Since I am not close to my dad at all I feel like I now have no parents :-( This is the worse thing I have ever experienced and never knew it would be this hard.
I love you mom...I hope you are resting in peace xoxoxox
Talk about them. Share stories with your kids and go thru pictures~ My daughter was three when my mom passed. She loved to hear about Grandma Brenda being my mom and stories about me being a kid. Pictures help you recall alot of those stories.
I lost my mum, my best friend, on new years eve 2009, I can't talk or think about her without crying, I try to avoid thinking about her, I miss her so very much...I thought my Mum would around forever and I always said I wanted to die before her so I wouldn't have to live without her...I was with her when she took her last breath and I'll never forget the last time she looked at me...I can't believe it's been so long since I saw her, it still feels very raw, I don't know how long the grieving process is but it's a good job I have my 3 beautiful children to keep me going, I just take things day by day and put one foot in front of the other....

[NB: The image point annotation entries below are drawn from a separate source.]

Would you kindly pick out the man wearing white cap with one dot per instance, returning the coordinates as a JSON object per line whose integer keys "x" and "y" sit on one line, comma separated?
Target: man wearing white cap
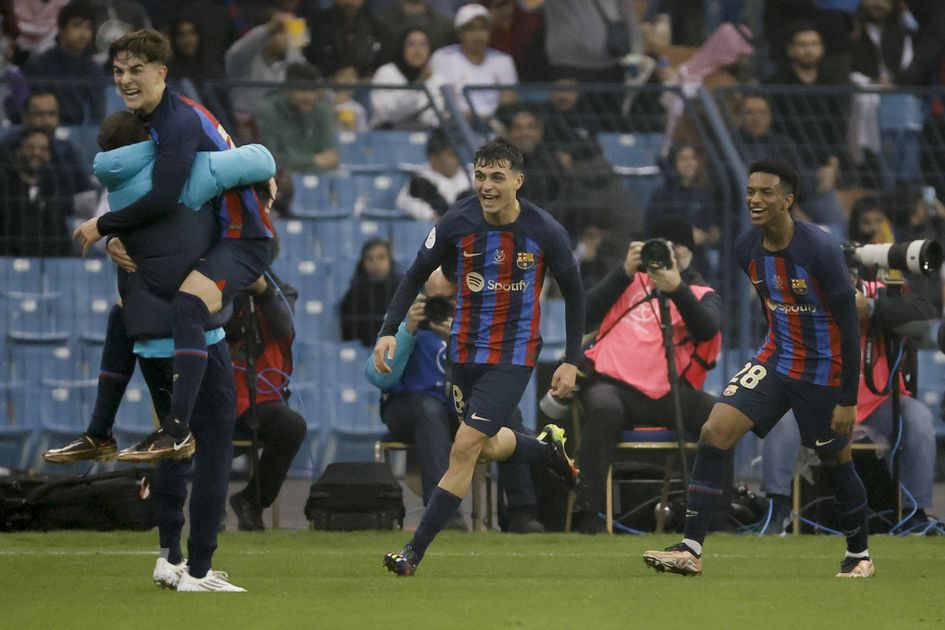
{"x": 472, "y": 62}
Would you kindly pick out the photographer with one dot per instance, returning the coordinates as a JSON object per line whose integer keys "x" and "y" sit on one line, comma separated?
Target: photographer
{"x": 628, "y": 384}
{"x": 881, "y": 315}
{"x": 416, "y": 407}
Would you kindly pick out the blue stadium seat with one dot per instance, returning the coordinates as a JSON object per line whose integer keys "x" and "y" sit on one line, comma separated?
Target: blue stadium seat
{"x": 21, "y": 275}
{"x": 18, "y": 426}
{"x": 377, "y": 190}
{"x": 399, "y": 149}
{"x": 43, "y": 363}
{"x": 38, "y": 317}
{"x": 323, "y": 195}
{"x": 64, "y": 411}
{"x": 931, "y": 379}
{"x": 636, "y": 159}
{"x": 553, "y": 331}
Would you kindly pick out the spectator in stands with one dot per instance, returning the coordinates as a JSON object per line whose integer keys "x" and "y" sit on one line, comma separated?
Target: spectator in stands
{"x": 42, "y": 113}
{"x": 350, "y": 115}
{"x": 263, "y": 54}
{"x": 78, "y": 82}
{"x": 759, "y": 142}
{"x": 280, "y": 429}
{"x": 298, "y": 126}
{"x": 36, "y": 205}
{"x": 416, "y": 407}
{"x": 816, "y": 121}
{"x": 365, "y": 303}
{"x": 188, "y": 57}
{"x": 684, "y": 195}
{"x": 412, "y": 15}
{"x": 408, "y": 108}
{"x": 576, "y": 38}
{"x": 344, "y": 35}
{"x": 525, "y": 129}
{"x": 880, "y": 314}
{"x": 882, "y": 52}
{"x": 435, "y": 187}
{"x": 472, "y": 62}
{"x": 520, "y": 33}
{"x": 628, "y": 379}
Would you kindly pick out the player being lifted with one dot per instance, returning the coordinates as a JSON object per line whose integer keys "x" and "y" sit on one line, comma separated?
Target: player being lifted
{"x": 809, "y": 362}
{"x": 499, "y": 247}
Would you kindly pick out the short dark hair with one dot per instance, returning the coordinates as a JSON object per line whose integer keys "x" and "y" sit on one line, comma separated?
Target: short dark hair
{"x": 497, "y": 151}
{"x": 802, "y": 26}
{"x": 783, "y": 170}
{"x": 78, "y": 10}
{"x": 302, "y": 71}
{"x": 147, "y": 44}
{"x": 121, "y": 129}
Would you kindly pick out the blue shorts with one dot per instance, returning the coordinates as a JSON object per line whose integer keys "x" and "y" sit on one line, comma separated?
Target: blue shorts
{"x": 233, "y": 264}
{"x": 486, "y": 396}
{"x": 764, "y": 395}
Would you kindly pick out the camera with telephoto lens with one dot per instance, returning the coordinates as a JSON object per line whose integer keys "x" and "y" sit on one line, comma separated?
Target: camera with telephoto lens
{"x": 657, "y": 253}
{"x": 921, "y": 257}
{"x": 436, "y": 310}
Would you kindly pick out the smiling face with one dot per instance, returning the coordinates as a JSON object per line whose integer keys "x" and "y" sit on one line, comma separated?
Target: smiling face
{"x": 140, "y": 82}
{"x": 496, "y": 185}
{"x": 768, "y": 202}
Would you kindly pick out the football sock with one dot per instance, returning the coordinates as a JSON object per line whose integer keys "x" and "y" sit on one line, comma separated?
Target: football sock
{"x": 705, "y": 491}
{"x": 440, "y": 509}
{"x": 118, "y": 363}
{"x": 850, "y": 503}
{"x": 529, "y": 450}
{"x": 190, "y": 360}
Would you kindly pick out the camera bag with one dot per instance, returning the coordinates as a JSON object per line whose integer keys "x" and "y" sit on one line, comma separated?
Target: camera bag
{"x": 356, "y": 496}
{"x": 111, "y": 501}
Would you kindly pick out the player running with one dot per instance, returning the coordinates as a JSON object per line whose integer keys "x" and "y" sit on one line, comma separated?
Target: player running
{"x": 500, "y": 247}
{"x": 809, "y": 362}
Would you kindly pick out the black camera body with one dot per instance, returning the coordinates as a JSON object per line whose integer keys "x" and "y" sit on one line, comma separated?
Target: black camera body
{"x": 657, "y": 253}
{"x": 436, "y": 310}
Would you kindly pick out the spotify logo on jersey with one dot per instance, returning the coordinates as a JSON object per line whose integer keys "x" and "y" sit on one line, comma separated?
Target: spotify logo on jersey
{"x": 475, "y": 281}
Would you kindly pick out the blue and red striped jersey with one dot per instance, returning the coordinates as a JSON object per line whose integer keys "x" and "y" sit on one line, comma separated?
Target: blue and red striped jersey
{"x": 500, "y": 271}
{"x": 799, "y": 287}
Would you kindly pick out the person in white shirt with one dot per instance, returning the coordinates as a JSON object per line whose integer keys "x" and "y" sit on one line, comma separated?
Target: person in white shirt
{"x": 407, "y": 108}
{"x": 472, "y": 62}
{"x": 435, "y": 187}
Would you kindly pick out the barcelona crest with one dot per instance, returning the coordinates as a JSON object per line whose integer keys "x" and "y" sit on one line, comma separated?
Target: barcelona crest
{"x": 799, "y": 285}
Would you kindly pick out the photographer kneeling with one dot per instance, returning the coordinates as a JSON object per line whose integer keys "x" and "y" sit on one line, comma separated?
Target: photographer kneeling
{"x": 416, "y": 405}
{"x": 629, "y": 381}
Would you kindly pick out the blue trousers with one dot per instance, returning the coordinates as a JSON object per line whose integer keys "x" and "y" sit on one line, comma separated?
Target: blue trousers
{"x": 430, "y": 424}
{"x": 212, "y": 425}
{"x": 782, "y": 444}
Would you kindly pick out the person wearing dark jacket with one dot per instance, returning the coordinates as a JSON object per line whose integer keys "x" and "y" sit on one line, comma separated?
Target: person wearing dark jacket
{"x": 373, "y": 285}
{"x": 280, "y": 429}
{"x": 628, "y": 384}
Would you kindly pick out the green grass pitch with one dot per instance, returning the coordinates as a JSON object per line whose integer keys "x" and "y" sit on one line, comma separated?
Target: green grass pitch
{"x": 482, "y": 581}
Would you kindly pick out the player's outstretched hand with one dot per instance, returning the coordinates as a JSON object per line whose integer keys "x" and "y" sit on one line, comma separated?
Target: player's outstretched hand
{"x": 87, "y": 234}
{"x": 119, "y": 255}
{"x": 562, "y": 382}
{"x": 843, "y": 419}
{"x": 384, "y": 352}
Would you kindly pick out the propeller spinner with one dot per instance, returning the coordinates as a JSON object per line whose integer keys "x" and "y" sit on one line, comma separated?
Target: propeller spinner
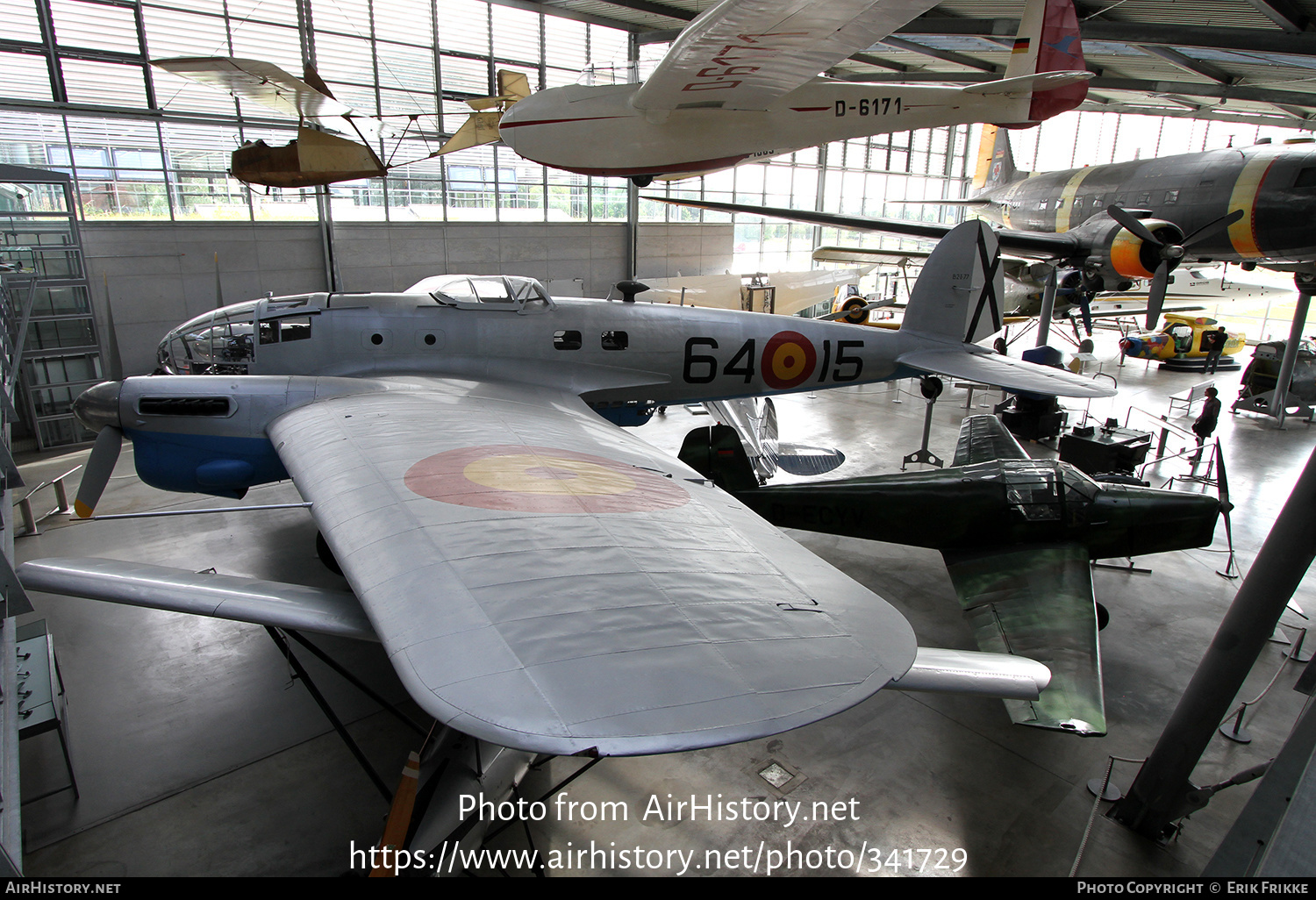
{"x": 1171, "y": 254}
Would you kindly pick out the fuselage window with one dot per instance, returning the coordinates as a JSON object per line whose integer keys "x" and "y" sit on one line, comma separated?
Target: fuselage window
{"x": 294, "y": 329}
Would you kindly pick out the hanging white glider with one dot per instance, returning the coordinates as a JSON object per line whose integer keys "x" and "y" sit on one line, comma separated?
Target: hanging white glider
{"x": 742, "y": 82}
{"x": 541, "y": 578}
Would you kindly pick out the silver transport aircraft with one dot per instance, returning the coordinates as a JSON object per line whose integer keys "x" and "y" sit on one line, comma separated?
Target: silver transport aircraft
{"x": 541, "y": 578}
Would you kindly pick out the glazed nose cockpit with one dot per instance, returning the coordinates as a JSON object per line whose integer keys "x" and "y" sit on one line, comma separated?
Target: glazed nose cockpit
{"x": 226, "y": 341}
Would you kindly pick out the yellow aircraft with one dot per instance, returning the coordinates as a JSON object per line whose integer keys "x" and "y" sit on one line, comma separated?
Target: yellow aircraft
{"x": 1179, "y": 341}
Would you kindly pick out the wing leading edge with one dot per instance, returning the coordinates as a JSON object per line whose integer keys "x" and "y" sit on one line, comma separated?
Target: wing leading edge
{"x": 544, "y": 581}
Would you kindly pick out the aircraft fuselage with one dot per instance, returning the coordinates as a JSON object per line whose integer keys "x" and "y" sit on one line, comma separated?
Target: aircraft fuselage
{"x": 624, "y": 141}
{"x": 994, "y": 504}
{"x": 1274, "y": 186}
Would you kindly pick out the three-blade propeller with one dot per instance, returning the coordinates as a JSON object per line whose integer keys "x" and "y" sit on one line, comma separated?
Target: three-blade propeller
{"x": 100, "y": 466}
{"x": 1171, "y": 254}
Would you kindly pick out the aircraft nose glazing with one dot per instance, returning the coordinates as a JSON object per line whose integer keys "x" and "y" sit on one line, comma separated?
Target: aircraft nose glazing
{"x": 97, "y": 405}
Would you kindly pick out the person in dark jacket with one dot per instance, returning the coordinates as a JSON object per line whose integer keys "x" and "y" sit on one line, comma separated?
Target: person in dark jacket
{"x": 1205, "y": 424}
{"x": 1213, "y": 342}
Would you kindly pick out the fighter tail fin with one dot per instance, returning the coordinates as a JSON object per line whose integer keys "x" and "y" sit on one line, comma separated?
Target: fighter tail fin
{"x": 1049, "y": 41}
{"x": 957, "y": 297}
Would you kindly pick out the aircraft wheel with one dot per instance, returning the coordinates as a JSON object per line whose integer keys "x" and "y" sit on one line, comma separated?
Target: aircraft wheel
{"x": 326, "y": 554}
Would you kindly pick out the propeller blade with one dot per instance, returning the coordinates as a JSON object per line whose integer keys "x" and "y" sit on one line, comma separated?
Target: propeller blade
{"x": 100, "y": 466}
{"x": 1224, "y": 221}
{"x": 1134, "y": 225}
{"x": 1155, "y": 295}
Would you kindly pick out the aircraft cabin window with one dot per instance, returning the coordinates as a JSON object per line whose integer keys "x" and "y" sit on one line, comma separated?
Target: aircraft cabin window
{"x": 294, "y": 329}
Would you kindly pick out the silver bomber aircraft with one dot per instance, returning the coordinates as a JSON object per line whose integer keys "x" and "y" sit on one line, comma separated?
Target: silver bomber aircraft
{"x": 541, "y": 578}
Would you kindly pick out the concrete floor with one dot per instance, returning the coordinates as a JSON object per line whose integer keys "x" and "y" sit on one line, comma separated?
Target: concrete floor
{"x": 197, "y": 754}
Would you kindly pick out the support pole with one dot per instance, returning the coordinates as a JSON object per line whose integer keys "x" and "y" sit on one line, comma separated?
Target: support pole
{"x": 1160, "y": 794}
{"x": 1295, "y": 334}
{"x": 1044, "y": 320}
{"x": 329, "y": 713}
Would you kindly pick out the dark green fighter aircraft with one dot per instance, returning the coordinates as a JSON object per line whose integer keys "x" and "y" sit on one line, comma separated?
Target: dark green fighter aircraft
{"x": 1105, "y": 226}
{"x": 1016, "y": 534}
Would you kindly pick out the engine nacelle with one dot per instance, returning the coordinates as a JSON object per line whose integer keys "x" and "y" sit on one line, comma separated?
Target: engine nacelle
{"x": 1120, "y": 255}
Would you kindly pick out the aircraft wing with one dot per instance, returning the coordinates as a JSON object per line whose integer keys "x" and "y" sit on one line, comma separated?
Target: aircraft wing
{"x": 258, "y": 82}
{"x": 984, "y": 439}
{"x": 1020, "y": 244}
{"x": 545, "y": 581}
{"x": 742, "y": 54}
{"x": 1039, "y": 603}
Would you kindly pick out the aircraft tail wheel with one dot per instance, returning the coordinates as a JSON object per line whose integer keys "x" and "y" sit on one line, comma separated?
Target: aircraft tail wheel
{"x": 326, "y": 554}
{"x": 855, "y": 311}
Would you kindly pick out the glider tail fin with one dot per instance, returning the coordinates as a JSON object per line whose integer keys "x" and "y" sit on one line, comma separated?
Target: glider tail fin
{"x": 1049, "y": 41}
{"x": 957, "y": 296}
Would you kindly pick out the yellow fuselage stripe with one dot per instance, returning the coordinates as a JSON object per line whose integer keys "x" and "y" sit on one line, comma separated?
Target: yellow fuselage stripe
{"x": 1062, "y": 215}
{"x": 1242, "y": 234}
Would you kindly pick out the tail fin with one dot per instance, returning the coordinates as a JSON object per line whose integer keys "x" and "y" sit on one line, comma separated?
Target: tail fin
{"x": 1049, "y": 41}
{"x": 957, "y": 297}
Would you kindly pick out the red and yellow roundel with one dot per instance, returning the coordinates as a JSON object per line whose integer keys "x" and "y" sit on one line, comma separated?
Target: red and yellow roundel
{"x": 519, "y": 478}
{"x": 789, "y": 360}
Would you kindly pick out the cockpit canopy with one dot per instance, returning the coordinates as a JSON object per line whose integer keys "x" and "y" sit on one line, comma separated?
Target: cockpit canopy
{"x": 224, "y": 341}
{"x": 483, "y": 291}
{"x": 1047, "y": 489}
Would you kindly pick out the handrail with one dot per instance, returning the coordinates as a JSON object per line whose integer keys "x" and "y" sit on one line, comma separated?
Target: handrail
{"x": 29, "y": 520}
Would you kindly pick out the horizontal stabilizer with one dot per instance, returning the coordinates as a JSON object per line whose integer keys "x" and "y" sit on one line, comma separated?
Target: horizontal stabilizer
{"x": 1002, "y": 371}
{"x": 1026, "y": 83}
{"x": 202, "y": 594}
{"x": 976, "y": 674}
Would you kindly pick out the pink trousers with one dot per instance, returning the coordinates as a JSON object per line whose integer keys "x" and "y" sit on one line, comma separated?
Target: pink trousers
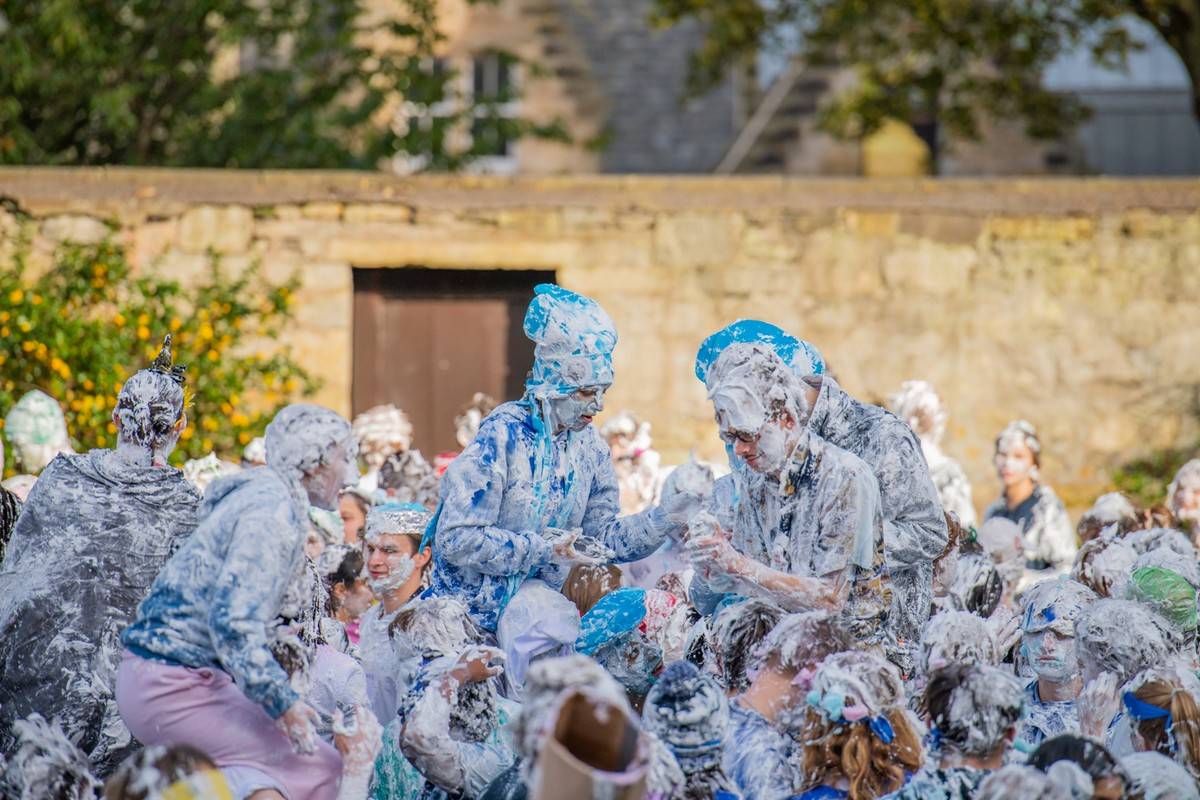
{"x": 163, "y": 704}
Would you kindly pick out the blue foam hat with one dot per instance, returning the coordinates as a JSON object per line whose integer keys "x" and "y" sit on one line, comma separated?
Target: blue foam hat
{"x": 801, "y": 356}
{"x": 574, "y": 340}
{"x": 616, "y": 615}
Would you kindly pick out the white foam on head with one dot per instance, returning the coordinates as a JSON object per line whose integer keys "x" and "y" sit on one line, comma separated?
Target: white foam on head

i feel the same i lost my dad and a month later i found i was preganet and my husband and i was trying for 2 years , i lost my dad who was my best freind and i got big blessing my daughter , its hard to deal with , when it comes to talking about my dad at first its okay but then i want to cry , but i been up and down since he past its hard my daughter keeps me going her smile makes me smile
I lost oth my parents two weeks apart when I was 19. I was married and Pregnant with my 2nd son. For me I launched myself into writing and that really helped me. Also sharing my experience brought a certain amount of healing to. You never truly get over it you learn new ways to cope. My parents are gone 16 yrs now and im still married and I have 4 boys. I've just finished writing my 1st poetry book with poems on grief in there. You can check them out on Facebook.
Grief is individual. Talking was very helpful for me also, let yourself cry, quiet alone time, having lots of people around can help. You have to allow yourself to grieve. There is no normal, go by your feelings. Keep up as regular a routine as possible. When you start feeling down look for someone close to be with or near even if you don't talk. It's a process that can't be rushed. Time really does heal. Be patient, the ache dulls. I can't say it goes away, but it comes less often. Be true to yourself. These might sound like cliches but they worked for me.
Walk into a grief support group and share your feelings. It really helps to know that there are others out there who are going through the same thing. Also, that you don't have to put time limits on yourself to get through your grief. Not everybody grieves the same way nor takes the same amount of time.